When we sum (or average) over all $N$ training examples, we obtain the total loss function $\argmin_{\mathbf{w}, b}J(\mathbf{w}, b)$

$$ \argmin_{\mathbf{w}, b}\frac{1}{N}\sum_{i=1}^{N}\left(-\left[ y^{(i)} \log \left( \sigma(\mathbf{w} \cdot \mathbf{x}^{(i)}+b) \right) + (1 - y^{(i)}) \log \left( 1 - \sigma(\mathbf{w} \cdot \mathbf{x}^{(i)}+b) \right) \right]\right). $$

This total loss is what we aim to minimize to find the best parameters $\mathbf{w}, b$.

Compute Gradient

We aim to compute the gradients of the loss function with respect to $\mathbf{w}$ and $b$. The loss function is:

$$ \small J(\mathbf{w}, b) = \frac{1}{N} \sum_{i=1}^{N} \left( - \left[ y^{(i)} \log \sigma(\mathbf{w} \cdot \mathbf{x}^{(i)} + b) + (1 - y^{(i)}) \log \big( 1 - \sigma(\mathbf{w} \cdot \mathbf{x}^{(i)} + b) \big) \right] \right), $$

The argument of $\sigma$ is $z^{(i)} = \mathbf{w} \cdot \mathbf{x}^{(i)} + b$. The prediction is $\hat{y}^{(i)} = \sigma(z^{(i)})$; the derivative of $\sigma(z)$ is: $\frac{d\sigma(z)}{dz} = \sigma(z)(1 - \sigma(z)).$

Gradient for weights:

  1. The derivative of the loss $J^{(i)}$ for a single sample with respect to $\mathbf{w}$ is $\frac{\partial J^{(i)}}{\partial \mathbf{w}} = \frac{\partial J^{(i)}}{\partial z^{(i)}} \cdot \frac{\partial z^{(i)}}{\partial \mathbf{w}}$, where $\frac{\partial z^{(i)}}{\partial \mathbf{w}} = \mathbf{x}^{(i)}$.
  2. The derivative of the loss with respect to $z^{(i)}$ is $\frac{\partial J^{(i)}}{\partial z^{(i)}} = \hat{y}^{(i)} - y^{(i)}$.
  3. Combining these, the gradient for $\mathbf{w}$ is $\frac{\partial J}{\partial \mathbf{w}} = \frac{1}{N} \sum_{i=1}^{N} (\hat{y}^{(i)} - y^{(i)}) \mathbf{x}^{(i)}.$

Gradient for bias:

  1. The derivative of the loss $J^{(i)}$ with respect to $b$ is $\frac{\partial J^{(i)}}{\partial b} = \frac{\partial J^{(i)}}{\partial z^{(i)}} \cdot \frac{\partial z^{(i)}}{\partial b},$ where $\frac{\partial z^{(i)}}{\partial b} = 1$.
  2. As before, $\frac{\partial J^{(i)}}{\partial z^{(i)}} = \hat{y}^{(i)} - y^{(i)}$.
  3. Thus, the gradient for $b$ is $\frac{\partial J}{\partial b} = \frac{1}{N} \sum_{i=1}^{N} (\hat{y}^{(i)} - y^{(i)})$ .

Perform Gradient Descent

With the gradients of the loss function $J(\mathbf{w}, b)$ computed, we can now perform gradient descent to iteratively update the parameters $\mathbf{w}$ and $b$.

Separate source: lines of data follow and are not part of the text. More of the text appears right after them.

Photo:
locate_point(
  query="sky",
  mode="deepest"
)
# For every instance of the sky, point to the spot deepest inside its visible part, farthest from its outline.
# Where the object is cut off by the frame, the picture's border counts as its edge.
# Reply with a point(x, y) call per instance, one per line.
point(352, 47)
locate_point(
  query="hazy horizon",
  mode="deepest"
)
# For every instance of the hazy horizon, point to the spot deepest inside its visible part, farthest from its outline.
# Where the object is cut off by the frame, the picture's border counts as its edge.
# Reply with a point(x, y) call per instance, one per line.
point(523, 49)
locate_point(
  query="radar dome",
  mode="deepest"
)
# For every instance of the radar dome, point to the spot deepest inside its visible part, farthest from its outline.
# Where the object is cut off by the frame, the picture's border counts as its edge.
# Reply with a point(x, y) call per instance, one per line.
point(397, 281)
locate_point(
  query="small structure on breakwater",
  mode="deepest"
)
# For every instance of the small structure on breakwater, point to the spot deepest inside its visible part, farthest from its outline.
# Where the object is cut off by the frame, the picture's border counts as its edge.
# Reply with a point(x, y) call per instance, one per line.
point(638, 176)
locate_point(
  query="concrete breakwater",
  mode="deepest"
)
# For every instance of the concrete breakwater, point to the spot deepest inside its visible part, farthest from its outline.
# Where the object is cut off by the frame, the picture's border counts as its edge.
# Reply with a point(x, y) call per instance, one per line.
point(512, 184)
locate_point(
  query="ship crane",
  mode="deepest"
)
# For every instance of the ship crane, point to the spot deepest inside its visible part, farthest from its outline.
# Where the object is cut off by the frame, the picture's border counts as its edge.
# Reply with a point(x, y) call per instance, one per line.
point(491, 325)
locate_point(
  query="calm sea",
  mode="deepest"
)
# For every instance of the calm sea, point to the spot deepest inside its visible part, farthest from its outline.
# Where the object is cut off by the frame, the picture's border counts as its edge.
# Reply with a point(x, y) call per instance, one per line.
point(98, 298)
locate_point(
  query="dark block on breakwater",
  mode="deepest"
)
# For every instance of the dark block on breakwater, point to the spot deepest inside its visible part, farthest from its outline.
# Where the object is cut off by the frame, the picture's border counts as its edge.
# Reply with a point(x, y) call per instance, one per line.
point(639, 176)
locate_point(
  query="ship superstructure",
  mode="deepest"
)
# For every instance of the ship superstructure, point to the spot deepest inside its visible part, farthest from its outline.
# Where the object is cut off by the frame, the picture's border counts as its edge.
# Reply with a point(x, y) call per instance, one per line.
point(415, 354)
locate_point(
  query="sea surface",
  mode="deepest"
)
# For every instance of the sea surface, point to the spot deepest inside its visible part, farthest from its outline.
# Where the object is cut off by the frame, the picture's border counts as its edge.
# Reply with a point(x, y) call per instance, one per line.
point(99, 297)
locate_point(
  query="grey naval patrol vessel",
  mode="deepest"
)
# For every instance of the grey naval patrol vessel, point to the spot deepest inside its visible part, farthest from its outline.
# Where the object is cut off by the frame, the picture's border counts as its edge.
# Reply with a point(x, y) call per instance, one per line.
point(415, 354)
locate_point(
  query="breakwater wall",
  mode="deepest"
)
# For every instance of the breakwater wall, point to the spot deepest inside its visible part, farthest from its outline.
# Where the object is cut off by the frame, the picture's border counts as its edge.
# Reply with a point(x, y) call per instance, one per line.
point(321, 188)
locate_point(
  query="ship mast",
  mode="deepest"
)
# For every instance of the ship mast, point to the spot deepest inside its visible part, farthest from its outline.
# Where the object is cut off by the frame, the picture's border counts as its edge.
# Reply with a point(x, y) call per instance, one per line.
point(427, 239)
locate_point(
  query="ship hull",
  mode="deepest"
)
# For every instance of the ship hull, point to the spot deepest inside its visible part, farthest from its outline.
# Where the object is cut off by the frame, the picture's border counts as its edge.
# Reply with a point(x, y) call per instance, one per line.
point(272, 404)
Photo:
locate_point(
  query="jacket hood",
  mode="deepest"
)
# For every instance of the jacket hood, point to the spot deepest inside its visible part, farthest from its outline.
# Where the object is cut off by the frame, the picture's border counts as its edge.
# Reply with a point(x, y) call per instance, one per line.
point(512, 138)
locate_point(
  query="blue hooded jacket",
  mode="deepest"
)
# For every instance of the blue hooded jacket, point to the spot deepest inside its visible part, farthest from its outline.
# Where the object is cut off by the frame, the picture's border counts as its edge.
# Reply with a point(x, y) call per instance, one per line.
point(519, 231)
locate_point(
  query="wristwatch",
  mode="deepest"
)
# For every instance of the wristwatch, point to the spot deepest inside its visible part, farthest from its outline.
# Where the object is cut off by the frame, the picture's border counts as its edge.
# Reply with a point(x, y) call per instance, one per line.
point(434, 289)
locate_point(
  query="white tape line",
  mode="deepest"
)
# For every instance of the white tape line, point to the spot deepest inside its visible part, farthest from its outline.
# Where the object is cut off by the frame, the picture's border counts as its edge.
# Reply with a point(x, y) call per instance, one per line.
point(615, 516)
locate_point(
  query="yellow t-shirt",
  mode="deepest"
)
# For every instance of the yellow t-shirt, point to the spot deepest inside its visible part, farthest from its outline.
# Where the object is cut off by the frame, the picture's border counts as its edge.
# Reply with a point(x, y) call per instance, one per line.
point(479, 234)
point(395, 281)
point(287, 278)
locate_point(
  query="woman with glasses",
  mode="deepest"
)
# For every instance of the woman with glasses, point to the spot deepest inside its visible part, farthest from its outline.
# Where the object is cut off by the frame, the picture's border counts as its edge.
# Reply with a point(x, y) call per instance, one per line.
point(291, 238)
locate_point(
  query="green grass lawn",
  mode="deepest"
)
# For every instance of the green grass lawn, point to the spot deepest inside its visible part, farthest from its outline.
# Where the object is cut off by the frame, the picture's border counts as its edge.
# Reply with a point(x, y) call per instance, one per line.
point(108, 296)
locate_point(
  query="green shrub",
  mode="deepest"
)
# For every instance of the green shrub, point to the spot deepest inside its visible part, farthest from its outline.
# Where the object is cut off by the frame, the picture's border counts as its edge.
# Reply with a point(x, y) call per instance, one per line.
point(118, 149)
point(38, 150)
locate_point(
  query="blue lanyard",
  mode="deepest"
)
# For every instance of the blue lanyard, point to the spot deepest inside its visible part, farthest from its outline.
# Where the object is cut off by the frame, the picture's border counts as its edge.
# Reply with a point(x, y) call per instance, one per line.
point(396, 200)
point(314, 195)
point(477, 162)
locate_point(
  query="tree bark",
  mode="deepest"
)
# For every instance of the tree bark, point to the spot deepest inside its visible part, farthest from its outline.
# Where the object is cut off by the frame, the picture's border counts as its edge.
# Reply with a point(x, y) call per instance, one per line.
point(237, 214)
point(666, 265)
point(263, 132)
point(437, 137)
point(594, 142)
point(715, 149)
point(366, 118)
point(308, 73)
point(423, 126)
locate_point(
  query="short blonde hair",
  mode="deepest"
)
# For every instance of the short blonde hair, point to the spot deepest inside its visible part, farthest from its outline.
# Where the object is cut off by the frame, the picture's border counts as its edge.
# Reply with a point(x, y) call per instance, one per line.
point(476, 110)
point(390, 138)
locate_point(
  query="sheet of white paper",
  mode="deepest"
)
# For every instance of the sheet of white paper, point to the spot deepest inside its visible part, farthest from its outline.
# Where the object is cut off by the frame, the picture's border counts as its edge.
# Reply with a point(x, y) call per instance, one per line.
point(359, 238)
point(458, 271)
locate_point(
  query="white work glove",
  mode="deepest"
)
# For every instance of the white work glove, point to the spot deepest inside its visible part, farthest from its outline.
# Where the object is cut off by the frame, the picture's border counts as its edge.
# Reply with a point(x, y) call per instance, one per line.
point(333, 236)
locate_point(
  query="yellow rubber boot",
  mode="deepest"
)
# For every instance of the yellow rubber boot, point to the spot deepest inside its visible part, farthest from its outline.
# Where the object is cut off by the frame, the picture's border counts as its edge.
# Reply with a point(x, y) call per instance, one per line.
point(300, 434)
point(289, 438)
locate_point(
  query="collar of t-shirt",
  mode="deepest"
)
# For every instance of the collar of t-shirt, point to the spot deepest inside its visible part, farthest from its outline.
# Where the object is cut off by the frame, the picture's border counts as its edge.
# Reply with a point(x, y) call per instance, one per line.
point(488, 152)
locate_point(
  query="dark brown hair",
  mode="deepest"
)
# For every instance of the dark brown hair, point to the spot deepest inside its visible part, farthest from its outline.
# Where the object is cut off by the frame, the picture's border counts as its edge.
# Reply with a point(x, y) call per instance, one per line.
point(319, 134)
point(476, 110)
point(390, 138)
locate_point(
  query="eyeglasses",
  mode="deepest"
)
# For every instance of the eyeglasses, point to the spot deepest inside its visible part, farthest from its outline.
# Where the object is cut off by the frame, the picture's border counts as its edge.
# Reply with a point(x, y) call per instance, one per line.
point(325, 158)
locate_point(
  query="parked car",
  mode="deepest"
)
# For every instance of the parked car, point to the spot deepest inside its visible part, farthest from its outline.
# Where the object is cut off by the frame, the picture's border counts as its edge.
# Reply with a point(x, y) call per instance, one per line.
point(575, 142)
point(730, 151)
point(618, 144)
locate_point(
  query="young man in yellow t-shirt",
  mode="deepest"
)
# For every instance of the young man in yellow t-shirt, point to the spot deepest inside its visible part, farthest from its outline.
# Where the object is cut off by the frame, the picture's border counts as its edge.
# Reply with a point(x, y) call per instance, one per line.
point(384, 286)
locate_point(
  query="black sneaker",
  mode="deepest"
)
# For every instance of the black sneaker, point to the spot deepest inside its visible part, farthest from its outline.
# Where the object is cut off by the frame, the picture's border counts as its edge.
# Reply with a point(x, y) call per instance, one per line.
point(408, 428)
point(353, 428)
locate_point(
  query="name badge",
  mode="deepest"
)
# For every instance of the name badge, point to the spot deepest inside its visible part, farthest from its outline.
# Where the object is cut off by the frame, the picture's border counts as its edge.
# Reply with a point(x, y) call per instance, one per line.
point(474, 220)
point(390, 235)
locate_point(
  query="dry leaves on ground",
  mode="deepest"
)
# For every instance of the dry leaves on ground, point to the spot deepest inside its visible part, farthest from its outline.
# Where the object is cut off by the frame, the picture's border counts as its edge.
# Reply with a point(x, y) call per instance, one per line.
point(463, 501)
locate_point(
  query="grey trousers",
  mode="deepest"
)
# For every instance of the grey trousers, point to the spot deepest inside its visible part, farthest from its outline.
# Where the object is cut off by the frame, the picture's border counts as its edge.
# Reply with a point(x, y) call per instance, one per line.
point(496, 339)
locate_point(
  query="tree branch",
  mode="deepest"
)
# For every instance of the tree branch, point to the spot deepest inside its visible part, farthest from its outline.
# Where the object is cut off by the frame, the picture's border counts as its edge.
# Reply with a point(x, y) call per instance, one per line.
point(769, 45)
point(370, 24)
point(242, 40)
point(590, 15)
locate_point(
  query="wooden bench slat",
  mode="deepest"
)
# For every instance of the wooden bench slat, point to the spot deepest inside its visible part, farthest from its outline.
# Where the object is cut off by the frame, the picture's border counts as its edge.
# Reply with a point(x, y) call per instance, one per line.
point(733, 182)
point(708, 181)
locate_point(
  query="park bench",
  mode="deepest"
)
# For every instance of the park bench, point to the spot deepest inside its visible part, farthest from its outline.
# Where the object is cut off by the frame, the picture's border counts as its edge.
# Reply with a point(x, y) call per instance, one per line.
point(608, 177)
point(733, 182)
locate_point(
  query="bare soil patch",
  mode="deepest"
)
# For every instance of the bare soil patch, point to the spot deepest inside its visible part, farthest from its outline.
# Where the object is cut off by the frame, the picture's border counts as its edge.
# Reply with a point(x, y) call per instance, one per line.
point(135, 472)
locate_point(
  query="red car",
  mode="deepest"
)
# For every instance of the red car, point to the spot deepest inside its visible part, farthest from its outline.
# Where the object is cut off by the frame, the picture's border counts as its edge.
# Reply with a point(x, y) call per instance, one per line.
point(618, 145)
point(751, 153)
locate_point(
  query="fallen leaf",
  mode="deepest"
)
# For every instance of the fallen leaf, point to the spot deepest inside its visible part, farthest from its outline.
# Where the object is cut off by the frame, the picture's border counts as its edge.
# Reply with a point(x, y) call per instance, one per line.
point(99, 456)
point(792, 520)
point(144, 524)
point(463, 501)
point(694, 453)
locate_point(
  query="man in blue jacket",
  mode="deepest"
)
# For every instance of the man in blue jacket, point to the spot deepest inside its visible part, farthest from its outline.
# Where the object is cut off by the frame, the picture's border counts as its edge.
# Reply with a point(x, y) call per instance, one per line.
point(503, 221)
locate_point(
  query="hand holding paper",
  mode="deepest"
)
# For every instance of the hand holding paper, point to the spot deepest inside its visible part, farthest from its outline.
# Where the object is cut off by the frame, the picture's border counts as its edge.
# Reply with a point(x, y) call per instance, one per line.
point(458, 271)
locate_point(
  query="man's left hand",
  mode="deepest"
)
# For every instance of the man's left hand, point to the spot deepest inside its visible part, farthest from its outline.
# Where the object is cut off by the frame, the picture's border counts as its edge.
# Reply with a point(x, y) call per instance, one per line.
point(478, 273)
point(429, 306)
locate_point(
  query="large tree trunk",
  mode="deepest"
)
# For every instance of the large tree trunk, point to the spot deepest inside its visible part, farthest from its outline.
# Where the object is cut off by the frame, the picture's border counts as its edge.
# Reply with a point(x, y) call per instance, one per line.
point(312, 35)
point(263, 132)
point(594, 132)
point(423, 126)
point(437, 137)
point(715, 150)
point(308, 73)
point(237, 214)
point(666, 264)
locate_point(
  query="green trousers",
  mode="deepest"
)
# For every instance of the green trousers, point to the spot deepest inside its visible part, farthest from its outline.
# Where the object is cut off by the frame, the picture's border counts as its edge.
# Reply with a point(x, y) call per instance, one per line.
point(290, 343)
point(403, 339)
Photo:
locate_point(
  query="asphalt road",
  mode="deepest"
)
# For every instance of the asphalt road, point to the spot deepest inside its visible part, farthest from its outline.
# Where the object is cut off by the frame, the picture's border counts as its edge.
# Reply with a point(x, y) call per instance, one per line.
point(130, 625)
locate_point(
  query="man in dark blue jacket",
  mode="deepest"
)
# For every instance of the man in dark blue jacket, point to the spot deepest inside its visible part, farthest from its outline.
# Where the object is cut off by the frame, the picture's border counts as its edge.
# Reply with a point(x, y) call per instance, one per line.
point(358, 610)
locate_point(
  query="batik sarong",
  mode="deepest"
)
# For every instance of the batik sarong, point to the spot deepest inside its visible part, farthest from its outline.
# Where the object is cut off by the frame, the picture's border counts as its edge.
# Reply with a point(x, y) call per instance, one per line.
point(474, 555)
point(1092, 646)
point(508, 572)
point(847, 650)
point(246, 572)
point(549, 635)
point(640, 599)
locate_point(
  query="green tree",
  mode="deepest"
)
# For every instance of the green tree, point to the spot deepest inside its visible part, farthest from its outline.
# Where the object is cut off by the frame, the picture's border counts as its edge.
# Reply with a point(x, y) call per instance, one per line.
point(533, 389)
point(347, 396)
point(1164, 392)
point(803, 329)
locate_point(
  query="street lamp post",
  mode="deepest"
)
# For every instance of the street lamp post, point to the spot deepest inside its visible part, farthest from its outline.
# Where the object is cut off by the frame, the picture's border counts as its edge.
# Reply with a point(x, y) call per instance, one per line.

The gradient descent update rule for each parameter is:

$$ \mathbf{w} \leftarrow \mathbf{w} - \eta\frac{\partial J}{\partial \mathbf{w}}, \\b \leftarrow b - \eta\frac{\partial J}{\partial b}, $$

where $\eta> 0$ is the learning rate you need to decide in advance that controls the aggressiveness of the updates.